Wednesday, July 10, 2013

They're playing our song!



“They’re playing our song!”  What does the speaker mean by  “our song”? 

Usually, it means that the tune is one heard repeatedly during earlier moments of great tenderness or romance.  “Our song”  has become a symbol of a special time. When the first chords are struck, the past rushes into the present to recreate that special time.

“Our song”  translates into “our hymn” when it comes to church life.  Hymns also become symbols of shared or individual experiences.  They often chart the inner journey.  They etch theology more deeply into the soul than a stonecutter working with marble. 

When I was a child I learned “The B-I-B-L-E, yes, that’s the book for me.”  That  little song still evokes memories of vacation Bible school, sword drills, and flannel graph lessons and a simple childlike faith. 

As a young adult I sang choruses such as “For God so loved the world.” To sing “Dare to be a Daniel” inspired me to charge  into life with courage.
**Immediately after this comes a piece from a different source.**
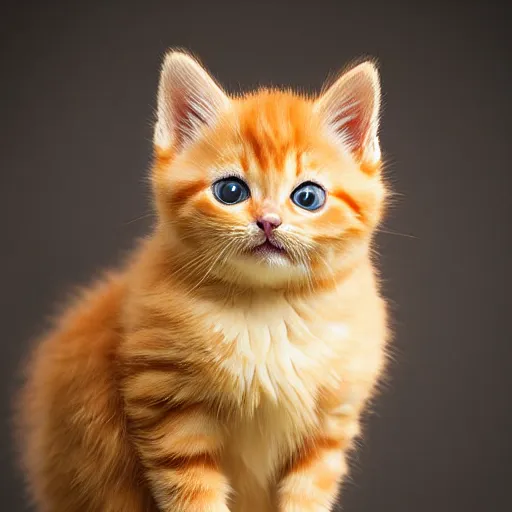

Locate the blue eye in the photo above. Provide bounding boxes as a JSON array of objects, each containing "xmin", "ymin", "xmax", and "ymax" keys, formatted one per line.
[
  {"xmin": 213, "ymin": 178, "xmax": 250, "ymax": 204},
  {"xmin": 291, "ymin": 182, "xmax": 326, "ymax": 211}
]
Later on, specific hymns became important. “How great thou art” still speaks hope and courage.  At night when sleep eludes me I say the words of “Abide with me” to quiet my soul.

 “Our hymn(s)” were once referred to as the core hymns of the faith, or Kernlieder. These were hymns sung again and again during a specific period in the history of the church. The singers knew them by heart.  They were “their songs.” 

The small church our family attended when I was a child included many new immigrants, including my parents and older sisters, recently arrived from a stressful time of revolution, famine and pestilence in Russia.  They arrived with next-to-nothing and a huge travel debt.  But these people sang Heimatlieder, songs of heaven. These were their core hymns. 

Today, some 80 years later,  I can still sing some to myself because I heard them again and again. During times of bloodshed,  hunger, death and starvation, these hymns became soul nourishment  as they thought of another  place  where children didn’t die of hunger, where heartless men didn’t storm into a house and hack the innocent to death without cause. 

They had memorized these hymns. Singing without hymnbooks was common during my childhood.   If  people were lingering too long in the foyers or outside talking,  the song leader began a lively hymn, and as the people strolled in, singing. 

One of the first Canadian  Mennonite Brethren hymnbooks contains 34 such Heimatlieder which the hymnal committee deemed had melodies unique to the Mennonite Brethren and expressed feelings of suffering with hope.  

I am reminded of another incident. The place was Novisibirsk in Kazakhstan. The year 1989. Our tour group of about 35 had gathered in a small church to hear from its leaders about the origins of this congregation, born out of persecution during the Stalinist years in Siberia. They had all been exiled to labor camps in this mining area.  
As I usually do, I examined the few books in the book rack in front of me.  What did these people sing? 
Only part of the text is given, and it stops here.